Other insects such as chiggers and mites typically cause self-limited localized itchiness and swelling. Additionally, serious bites from spiders, which are not insects, can be from the black widow or brown recluse.

The response to a sting or bite from insects is variable and depends on a variety of factors. Most bites and stings result in pain, swelling, redness, and itching to the affected area. The skin may be broken and become infected if the bite area is scratched. If not treated properly, these local infections may become severe and cause a condition known as cellulitis.

You may experience a severe reaction beyond the immediate area of the sting if you are allergic to the bite or sting. This is known as anaphylaxis. Symptoms of a severe reaction include hives, wheezing, shortness of breath, unconsciousness, and even death within 30 minutes.

A sting on the tongue may cause throat swelling and death because of airway obstruction.

Stings from large hornets or multiple (hundreds or thousands) bee stings have been rarely reported to cause muscle breakdown and kidney failure.

Bites from a fire ant typically produce a pustule, or a pimple-like sore, that is extremely itchy and painful.

If you start to experience symptoms that are not just at the site of the bite or sting (and you don't have a history of severe reactions), seek medical attention. These symptoms (systemic symptoms affect the whole body) may progress to fatal anaphylactic shock.

Hives are the most common systemic symptom. They appear as irregular, raised, red blotchy areas on the skin and are very itchy. If hives are the only systemic symptom present, they are often treated at home with an antihistamine.

If the bite appears infected (redness with or without pus, warmth, fever, or a red streak that spreads toward the body), see a doctor.
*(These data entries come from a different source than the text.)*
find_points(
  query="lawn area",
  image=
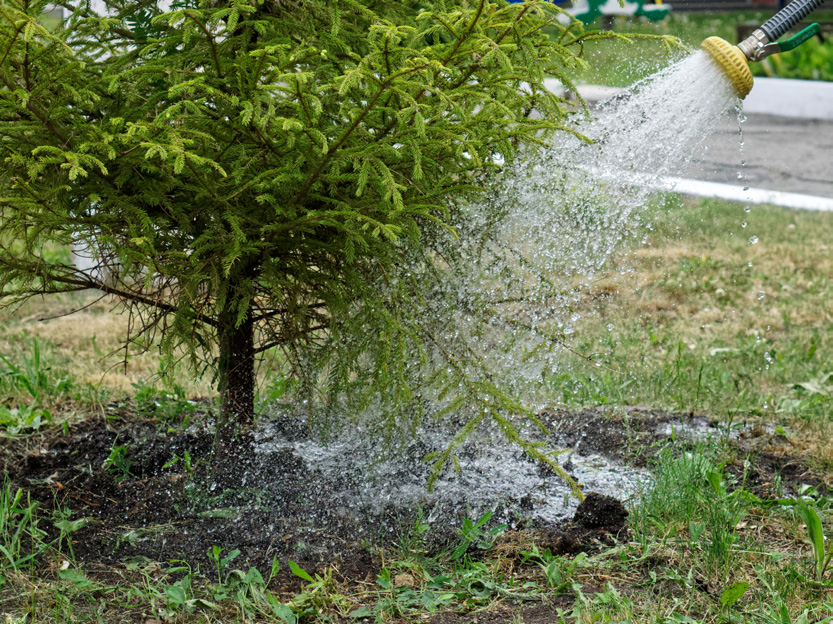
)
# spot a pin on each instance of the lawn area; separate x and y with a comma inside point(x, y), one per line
point(701, 325)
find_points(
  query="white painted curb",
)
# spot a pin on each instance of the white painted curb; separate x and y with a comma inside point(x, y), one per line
point(782, 97)
point(796, 201)
point(803, 99)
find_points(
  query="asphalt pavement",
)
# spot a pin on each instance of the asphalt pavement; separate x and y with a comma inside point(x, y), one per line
point(780, 154)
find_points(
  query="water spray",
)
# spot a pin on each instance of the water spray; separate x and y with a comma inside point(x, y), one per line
point(734, 60)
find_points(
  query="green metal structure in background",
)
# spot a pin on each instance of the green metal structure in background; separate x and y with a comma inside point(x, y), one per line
point(589, 10)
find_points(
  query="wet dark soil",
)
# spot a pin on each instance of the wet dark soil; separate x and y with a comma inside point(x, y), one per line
point(152, 494)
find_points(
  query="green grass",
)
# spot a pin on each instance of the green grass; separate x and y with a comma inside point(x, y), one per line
point(708, 322)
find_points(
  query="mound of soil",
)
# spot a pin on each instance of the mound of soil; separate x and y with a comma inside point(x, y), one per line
point(151, 494)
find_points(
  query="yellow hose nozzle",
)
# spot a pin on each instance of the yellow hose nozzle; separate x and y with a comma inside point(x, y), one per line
point(732, 61)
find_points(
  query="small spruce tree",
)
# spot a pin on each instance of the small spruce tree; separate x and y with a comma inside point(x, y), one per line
point(251, 176)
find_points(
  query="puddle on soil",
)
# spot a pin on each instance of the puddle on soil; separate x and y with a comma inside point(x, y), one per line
point(493, 476)
point(704, 429)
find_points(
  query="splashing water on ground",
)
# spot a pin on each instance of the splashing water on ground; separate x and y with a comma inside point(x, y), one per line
point(567, 212)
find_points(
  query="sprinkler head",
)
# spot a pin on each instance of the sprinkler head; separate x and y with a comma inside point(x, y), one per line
point(732, 61)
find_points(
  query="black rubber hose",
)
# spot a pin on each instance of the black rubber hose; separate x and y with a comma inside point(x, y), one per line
point(788, 17)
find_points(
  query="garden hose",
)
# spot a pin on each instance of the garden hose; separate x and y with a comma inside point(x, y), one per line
point(734, 60)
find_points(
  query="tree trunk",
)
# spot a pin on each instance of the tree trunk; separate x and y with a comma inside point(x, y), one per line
point(236, 376)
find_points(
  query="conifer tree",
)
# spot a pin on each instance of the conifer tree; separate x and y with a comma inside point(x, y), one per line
point(254, 176)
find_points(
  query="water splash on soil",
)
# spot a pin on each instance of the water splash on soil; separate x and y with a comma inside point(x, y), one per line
point(566, 212)
point(366, 481)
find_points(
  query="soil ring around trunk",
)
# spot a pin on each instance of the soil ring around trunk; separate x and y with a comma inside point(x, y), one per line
point(157, 499)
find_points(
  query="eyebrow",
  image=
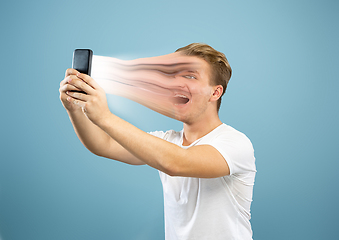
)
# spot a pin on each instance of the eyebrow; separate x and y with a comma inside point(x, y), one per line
point(192, 71)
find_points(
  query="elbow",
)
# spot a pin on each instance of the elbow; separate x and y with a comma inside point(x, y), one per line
point(172, 169)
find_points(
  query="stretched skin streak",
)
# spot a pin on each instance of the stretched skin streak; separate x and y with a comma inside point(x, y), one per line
point(156, 82)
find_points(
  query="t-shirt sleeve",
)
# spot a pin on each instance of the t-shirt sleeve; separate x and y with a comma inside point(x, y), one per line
point(237, 151)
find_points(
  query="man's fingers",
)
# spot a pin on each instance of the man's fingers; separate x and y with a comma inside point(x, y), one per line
point(78, 95)
point(76, 102)
point(64, 86)
point(80, 84)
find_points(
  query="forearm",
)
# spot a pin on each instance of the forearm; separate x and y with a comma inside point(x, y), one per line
point(151, 150)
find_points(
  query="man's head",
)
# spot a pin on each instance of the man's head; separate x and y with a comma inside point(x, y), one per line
point(220, 69)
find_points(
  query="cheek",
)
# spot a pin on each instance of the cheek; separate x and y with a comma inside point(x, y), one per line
point(200, 90)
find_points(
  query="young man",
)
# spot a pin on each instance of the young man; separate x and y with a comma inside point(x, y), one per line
point(207, 170)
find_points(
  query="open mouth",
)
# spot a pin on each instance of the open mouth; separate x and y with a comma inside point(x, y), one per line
point(180, 99)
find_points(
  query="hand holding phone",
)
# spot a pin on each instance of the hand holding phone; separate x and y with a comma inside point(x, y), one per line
point(82, 60)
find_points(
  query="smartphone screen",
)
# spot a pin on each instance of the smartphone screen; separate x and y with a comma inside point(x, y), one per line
point(82, 60)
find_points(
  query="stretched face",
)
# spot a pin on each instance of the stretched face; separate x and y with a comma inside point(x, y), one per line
point(174, 85)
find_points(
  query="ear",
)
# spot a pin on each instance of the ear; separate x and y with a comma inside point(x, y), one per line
point(217, 93)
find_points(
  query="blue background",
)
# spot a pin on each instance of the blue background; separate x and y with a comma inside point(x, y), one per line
point(282, 95)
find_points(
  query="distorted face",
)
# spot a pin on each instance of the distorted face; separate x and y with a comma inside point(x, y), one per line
point(192, 97)
point(174, 85)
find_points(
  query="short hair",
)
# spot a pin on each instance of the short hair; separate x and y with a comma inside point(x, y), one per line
point(220, 68)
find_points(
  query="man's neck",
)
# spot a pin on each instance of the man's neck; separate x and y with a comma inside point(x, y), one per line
point(194, 131)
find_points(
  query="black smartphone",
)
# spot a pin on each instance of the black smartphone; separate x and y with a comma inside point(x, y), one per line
point(82, 60)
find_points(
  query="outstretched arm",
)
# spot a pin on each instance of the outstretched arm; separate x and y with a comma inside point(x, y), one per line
point(198, 161)
point(93, 137)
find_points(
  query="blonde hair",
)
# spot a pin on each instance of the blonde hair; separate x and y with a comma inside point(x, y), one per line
point(220, 68)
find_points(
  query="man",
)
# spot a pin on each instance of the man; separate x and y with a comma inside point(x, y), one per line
point(207, 170)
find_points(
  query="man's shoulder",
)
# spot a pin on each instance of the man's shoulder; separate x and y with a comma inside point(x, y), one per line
point(168, 135)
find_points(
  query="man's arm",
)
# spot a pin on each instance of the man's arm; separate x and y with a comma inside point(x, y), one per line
point(92, 137)
point(198, 161)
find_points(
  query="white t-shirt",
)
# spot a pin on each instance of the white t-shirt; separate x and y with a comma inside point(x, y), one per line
point(211, 208)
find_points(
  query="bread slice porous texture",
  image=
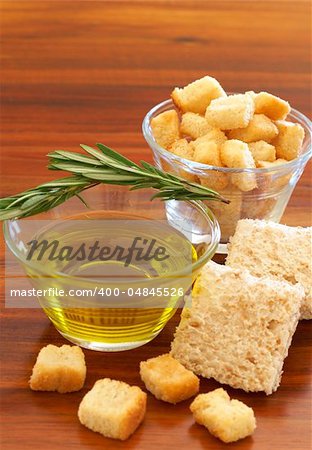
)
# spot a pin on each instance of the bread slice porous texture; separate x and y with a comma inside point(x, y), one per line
point(276, 250)
point(238, 328)
point(113, 408)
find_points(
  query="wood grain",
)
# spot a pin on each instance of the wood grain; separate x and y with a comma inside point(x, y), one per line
point(88, 71)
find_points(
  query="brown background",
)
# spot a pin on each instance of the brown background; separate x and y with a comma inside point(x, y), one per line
point(81, 72)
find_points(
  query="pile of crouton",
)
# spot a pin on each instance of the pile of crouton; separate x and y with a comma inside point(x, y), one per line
point(222, 132)
point(243, 131)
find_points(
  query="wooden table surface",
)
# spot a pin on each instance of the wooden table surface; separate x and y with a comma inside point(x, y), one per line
point(87, 71)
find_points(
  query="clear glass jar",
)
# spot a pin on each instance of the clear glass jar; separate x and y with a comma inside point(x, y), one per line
point(274, 185)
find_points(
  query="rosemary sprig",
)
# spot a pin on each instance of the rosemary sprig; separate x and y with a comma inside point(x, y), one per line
point(102, 165)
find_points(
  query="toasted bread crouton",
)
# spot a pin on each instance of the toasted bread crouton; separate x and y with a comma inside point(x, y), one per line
point(226, 214)
point(165, 128)
point(168, 380)
point(289, 141)
point(226, 419)
point(272, 180)
point(272, 249)
point(214, 180)
point(239, 327)
point(227, 113)
point(262, 151)
point(113, 408)
point(207, 151)
point(194, 125)
point(182, 148)
point(259, 128)
point(270, 105)
point(236, 154)
point(196, 96)
point(61, 369)
point(215, 135)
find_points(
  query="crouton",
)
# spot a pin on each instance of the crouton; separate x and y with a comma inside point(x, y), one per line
point(194, 125)
point(239, 327)
point(275, 250)
point(259, 128)
point(196, 96)
point(113, 408)
point(165, 128)
point(60, 369)
point(182, 148)
point(168, 380)
point(271, 164)
point(236, 154)
point(275, 180)
point(262, 151)
point(272, 106)
point(227, 113)
point(226, 419)
point(206, 152)
point(289, 141)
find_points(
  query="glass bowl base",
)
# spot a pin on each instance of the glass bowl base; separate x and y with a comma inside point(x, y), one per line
point(105, 346)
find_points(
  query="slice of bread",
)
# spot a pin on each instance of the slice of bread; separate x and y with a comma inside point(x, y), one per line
point(228, 420)
point(168, 380)
point(239, 328)
point(60, 369)
point(113, 408)
point(272, 249)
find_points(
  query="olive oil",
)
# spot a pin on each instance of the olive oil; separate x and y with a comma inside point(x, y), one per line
point(103, 304)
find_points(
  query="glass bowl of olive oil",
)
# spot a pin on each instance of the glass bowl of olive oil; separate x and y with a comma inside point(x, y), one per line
point(109, 276)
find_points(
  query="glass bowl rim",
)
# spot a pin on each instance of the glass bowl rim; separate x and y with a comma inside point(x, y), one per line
point(199, 167)
point(205, 257)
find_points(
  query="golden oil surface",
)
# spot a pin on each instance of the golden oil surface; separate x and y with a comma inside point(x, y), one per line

If you don't know what bit you, it is important to keep watching the area closely to be sure it does not become infected. Call your doctor if there is an open wound, which may suggest a poisonous spider bite.

People who have a history of severe reactions should go to the nearest hospital's emergency department after a bite or sting if they experience any symptoms. Those who have no history of severe reactions should also go to the emergency department if they have symptoms like wheezing, shortness of breath, chest tightness or pain, sensation of the throat closing or difficulty speaking or swallowing, faintness, or weakness.

Treatment depends on the type of reaction. If there is only redness and pain at the site of the bite, application of ice is adequate treatment. Clean the area with soap and water to remove contaminated particles left behind by some insects (such as mosquitoes). These particles may further contaminate the wound if not removed. Refrain from scratching because this may cause the skin to break down and an infection to form.

You may treat itching at the site of the bite with an over-the-counter antihistamine such as diphenhydramine (Benadryl) in cream or pill form. Calamine lotion also helps relieve the itching.

People who have a history of severe reactions to bites or stings may have been prescribed an anaphylaxis kit. The kit contains an epinephrine injector (you give yourself an injection), tourniquet, and an antihistamine. The kit should be used according to the doctor's instructions.

Finally, severe reactions are treated with injections of epinephrine and an antihistamine such as diphenhydramine (Benadryl). Steroids (drugs in the cortisone family) are also usually given. Oral antibiotics may be given for infected bite wounds. For seriously ill people, an IV will be started, oxygen given, and the heart monitor is used until the symptoms have improved.